Première réflexion à avoir : les conséquences de l’effet « kiss cool ». La durée de vie d’une information sur Internet est très brève et engager un procès conduira à la faire resurgir lors du jugement et à rappeler aux internautes la problématique soulevée et les propos tenus à l’encontre de l’entreprise.
Gagner judiciairement mais perdre la bataille de communication sur les réseaux sociaux n’a pas de sens. Et que faire en cas de formation d’un groupe qui comprendrait plusieurs milliers de personnes. Le groupe Facebook « victimes du stérilet hormonal Mirena » comprend plus de 17 000 membres. Il est inenvisageable d’attraire en justice chacun d’eux…
Si l’entreprise se décide à aller au procès
La première étape est naturellement de faire constater par huissier les dénigrements ou diffamations. Attention, tous les huissiers ne sont pas spécialistes dans la matière et il n’est pas rare que les tribunaux annulent des constats pour erreur de procédure, notamment pour non-respect de la norme NF Z 67-147 : Mode opératoire de procès-verbal de constat sur Internet effectué par huissier de justice, de septembre 2010.
Plusieurs difficultés vont alors se présenter.

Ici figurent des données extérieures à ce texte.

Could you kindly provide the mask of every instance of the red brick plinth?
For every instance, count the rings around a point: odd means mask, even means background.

Tout d’abord identifier l’auteur de la publication s’il agit sous un faux nom et le faire dans les délais car ces derniers sont très courts en matière de diffamation ou d’injures (3 mois). Pour cela, il est possible de demander à un magistrat, au visa de l’article 145 du code de procédure civile, d’ordonner à un réseau social l’adresse IP de l’auteur de l’annonce, puis se tourner vers le fournisseur d’accès qui en est titulaire pour savoir à qui il l’a attribué. Bref quasiment impossible de respecter le délai de 3 mois. Et si l’on est en présence de diffamation ou d’injure, il vaut mieux sans doute porter plainte devant un juge d’instruction rapidement.
Puis il va falloir déterminer si l’on est en présence d’une publication privée ou publique. L’enjeu n’est pas mince car cela va déterminer la sanction si les faits sont reconnus.

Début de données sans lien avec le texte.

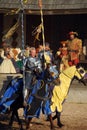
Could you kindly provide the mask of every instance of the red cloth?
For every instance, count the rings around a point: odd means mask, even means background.
[[[79,63],[79,59],[75,59],[75,60],[72,60],[72,61],[69,61],[69,65],[72,66],[72,65],[77,65]]]

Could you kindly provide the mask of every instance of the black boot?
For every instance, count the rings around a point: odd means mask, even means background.
[[[63,127],[64,125],[61,123],[60,121],[60,115],[61,113],[60,112],[56,112],[56,116],[57,116],[57,125],[61,128]]]
[[[57,118],[57,115],[53,116],[53,117],[52,117],[52,120],[55,120],[56,118]]]

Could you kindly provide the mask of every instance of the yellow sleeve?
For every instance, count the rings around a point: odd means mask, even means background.
[[[79,55],[82,53],[82,40],[81,39],[79,39],[78,40],[78,48],[79,48]]]

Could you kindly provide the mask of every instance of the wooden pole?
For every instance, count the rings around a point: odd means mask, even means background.
[[[39,0],[38,4],[39,4],[39,7],[40,7],[40,14],[41,14],[43,47],[44,47],[44,50],[45,50],[45,35],[44,35],[44,21],[43,21],[42,0]]]
[[[20,0],[21,3],[21,33],[22,33],[22,55],[23,55],[23,94],[25,92],[25,66],[24,66],[24,50],[25,50],[25,42],[24,42],[24,1]]]

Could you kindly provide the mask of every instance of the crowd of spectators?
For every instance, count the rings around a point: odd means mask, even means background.
[[[44,49],[45,51],[49,50],[51,55],[48,54],[48,57],[44,55],[44,57],[45,59],[47,58],[46,61],[48,63],[53,62],[53,64],[56,64],[60,72],[71,65],[77,65],[79,63],[79,56],[82,53],[82,40],[77,36],[76,32],[70,32],[69,39],[60,42],[60,48],[58,48],[55,55],[53,55],[49,43],[46,43],[45,48],[43,45],[38,45],[38,48],[35,48],[36,56],[39,57],[39,54]],[[10,45],[3,43],[0,49],[0,73],[21,73],[23,70],[23,60],[29,57],[31,48],[26,45],[25,50],[21,50],[20,48],[12,48]]]

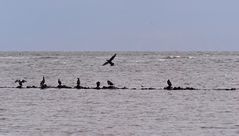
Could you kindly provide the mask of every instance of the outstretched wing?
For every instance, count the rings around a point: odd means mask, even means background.
[[[22,82],[25,83],[25,82],[27,82],[27,81],[23,79]]]
[[[108,85],[114,85],[114,83],[112,83],[111,81],[107,81]]]
[[[112,63],[112,60],[114,59],[116,57],[116,53],[109,59],[109,60],[106,60],[106,62],[102,65],[102,66],[105,66],[105,65],[107,65],[107,64],[111,64],[111,65],[114,65],[113,63]]]
[[[108,61],[106,61],[102,66],[104,66],[104,65],[107,65],[109,62]]]
[[[116,53],[109,59],[109,61],[112,61],[116,56]]]

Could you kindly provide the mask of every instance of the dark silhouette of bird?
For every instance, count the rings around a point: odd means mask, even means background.
[[[116,57],[116,53],[109,60],[106,60],[106,62],[103,64],[103,66],[105,66],[107,64],[110,64],[110,66],[114,66],[115,64],[112,61],[115,57]]]
[[[171,88],[172,87],[172,83],[171,83],[171,81],[168,79],[168,81],[167,81],[167,84],[168,84],[168,87],[169,88]]]
[[[77,78],[76,85],[79,87],[80,86],[80,78]]]
[[[96,82],[96,89],[100,89],[100,82]]]
[[[45,77],[43,76],[40,85],[44,85],[44,84],[45,84]]]
[[[61,80],[58,79],[58,86],[61,86]]]
[[[24,79],[23,79],[23,80],[16,80],[16,81],[15,81],[15,83],[18,83],[18,84],[19,84],[19,86],[17,86],[17,88],[22,88],[22,84],[25,83],[25,82],[27,82],[27,81],[24,80]]]
[[[45,84],[45,77],[44,76],[42,77],[42,81],[40,83],[40,88],[41,89],[47,88],[47,85]]]
[[[112,83],[110,80],[107,80],[107,84],[108,84],[109,86],[113,86],[113,85],[114,85],[114,83]]]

En cas de diffamation publique, le tribunal compétent est le tribunal correctionnel et le montant de l’amende qui peut être prononcée peut aller jusqu’à 12 000 euros.
En cas de diffamation non publique, l’amende prononcée par le tribunal de police est seulement de 42 euros…
Par ailleurs, si les propos reproduits sur le réseau sont le fait d’un salarié, ce dernier peut être licencié ou sanctionné en cas de dénigrement ou de diffamation public, mais pas s’il l’a fait dans un caractère privé (CA Versailles, 7 févr. 2018, n° 15/05739 : JurisData n° 2018-001756).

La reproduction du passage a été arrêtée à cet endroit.